Her career is the encapsulation of a very British form of privilege that she not only despises, but wants to see denied to others. The hypocrisy she exhibits in almost every one of the (seemingly) countless chapters is at times staggering. She is, for example, “frankly ashamed to confess” that she had an ex-Tory MP as a close relative. Put that alongside the egregious errors of judgement her grandfather Arnold Toynbee made about appeasing Hitler, not to mention his “problematic” views on Judaism, and you have to wonder about the author’s own moral compass. For her, those on the right live on “the moral low ground” which is “easy on the conscience”. Where is her own conscience when she makes decisions that offer her the opportunity to live by her principles? Take, for instance, independent schools: Toynbee dislikes them and makes several predictably snide comments about Eton, but none of this stopped her sending several of her children to fee-paying schools. Principles can be useful when writing another op-ed piece, but they can be awfully irritating when they intrude on one’s life.
It is as if being contorted by guilt is atonement enough for Toynbee and those on the liberal left. Actually doing something about it, going beyond the performative and taking a principled stand, is seemingly beyond her. She criticises the entrance exams that she sat to get into Oxford as being constructed to “reward people of exactly my background”. Does that stop her taking up her place? Of course not. In a nod towards our current preoccupation with race and ethnicity, she even admits that “this is a very white book about white people”, but did that persuade her to not write it? Obviously not.
The book’s title is perhaps unintentionally revealing
Happiness, in Toynbee’s world, does not write white. Indeed, happiness is rarely present in her book — despite the charmed life gifted to her by her ancestors’ almost-blue blood, and irrespective of the triumph of repetition that she has been drawing out at the Guardian since 1998 (how many more gifted, younger journalists has she blocked with such longevity?). She searches in vain for the credentials she so desperately desires to give her bourgeois, posh voice an element of grit, a cadence shaped by struggle, but to no avail: “I hunted hard for any redeeming twig of a working class branch of my family tree, without success. Not a shadow of a distant root emerges from good working class earth.” Note the use of “good” in this sentence, that idealisation by the British left of a class that has, traditionally, always disappointed them in their stubborn refusal to embrace socialism.

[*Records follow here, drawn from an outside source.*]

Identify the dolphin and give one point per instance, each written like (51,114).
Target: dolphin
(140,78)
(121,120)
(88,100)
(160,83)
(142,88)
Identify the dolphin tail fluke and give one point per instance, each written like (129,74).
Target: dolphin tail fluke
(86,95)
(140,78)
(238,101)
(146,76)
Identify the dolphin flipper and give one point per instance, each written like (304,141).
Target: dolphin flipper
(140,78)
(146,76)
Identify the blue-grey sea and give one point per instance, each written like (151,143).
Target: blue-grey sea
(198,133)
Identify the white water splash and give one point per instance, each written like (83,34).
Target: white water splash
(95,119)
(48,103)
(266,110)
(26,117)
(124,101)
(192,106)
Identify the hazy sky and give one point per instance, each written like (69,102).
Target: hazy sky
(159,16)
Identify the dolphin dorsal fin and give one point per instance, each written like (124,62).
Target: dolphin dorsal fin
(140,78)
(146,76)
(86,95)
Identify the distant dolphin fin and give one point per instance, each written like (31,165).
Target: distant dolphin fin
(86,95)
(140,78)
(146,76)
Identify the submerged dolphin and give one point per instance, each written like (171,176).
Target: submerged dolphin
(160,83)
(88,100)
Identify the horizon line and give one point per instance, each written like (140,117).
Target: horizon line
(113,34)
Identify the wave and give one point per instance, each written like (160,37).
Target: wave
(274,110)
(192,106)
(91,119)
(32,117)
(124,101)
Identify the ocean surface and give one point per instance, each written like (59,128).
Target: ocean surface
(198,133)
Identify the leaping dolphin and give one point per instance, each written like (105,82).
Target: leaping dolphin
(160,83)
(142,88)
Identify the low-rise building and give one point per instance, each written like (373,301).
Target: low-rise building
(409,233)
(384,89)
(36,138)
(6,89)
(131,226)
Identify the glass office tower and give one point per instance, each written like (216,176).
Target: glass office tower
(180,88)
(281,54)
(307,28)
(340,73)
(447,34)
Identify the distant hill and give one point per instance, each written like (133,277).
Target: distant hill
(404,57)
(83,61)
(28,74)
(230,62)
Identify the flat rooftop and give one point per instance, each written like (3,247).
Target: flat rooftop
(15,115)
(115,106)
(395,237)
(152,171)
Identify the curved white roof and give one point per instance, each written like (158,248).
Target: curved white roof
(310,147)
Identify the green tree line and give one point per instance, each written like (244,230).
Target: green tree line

Some of this would be forgivable if the book were well written or, failing even that, showed some signs of being edited. Instead it is prolix and indulgent — its tone lapsing into the conversational, its tenses shifting bizarrely between present and past in the same sentence, its organisation often haphazard, its analogies frequently weak and lacking any real originality. Admittedly, there are passages where Toynbee vividly brings to life some of the damaged characters she has known, such as the spy Donald Maclean and her uncle, Antony (who took his own life when young), but these can also ramble on. Sometimes these characters only add to the impression that they, whilst rogues, are well-connected rogues who opened doors that her beloved working classes rarely had access to.
The book’s title is perhaps unintentionally revealing. Her inheritance is “uneasy” but not entirely undesirable to her. It is certainly not unpalatable enough to persuade her to reject it altogether and lead a life, like John Profumo did at Toynbee House (named after her great grand uncle), genuinely committed to helping those less privileged. No, that would have been too genuinely radical to contemplate. She admits that she is a beneficiary of the Thatcher years, but she continues to insist that the “Thatcher pound” has no intrinsic value. Only the rich can make such claims. The intellectual knots she forces herself into probably come to her with ease because, like her money and her cultural capital, she does come from a long line of political contortionists.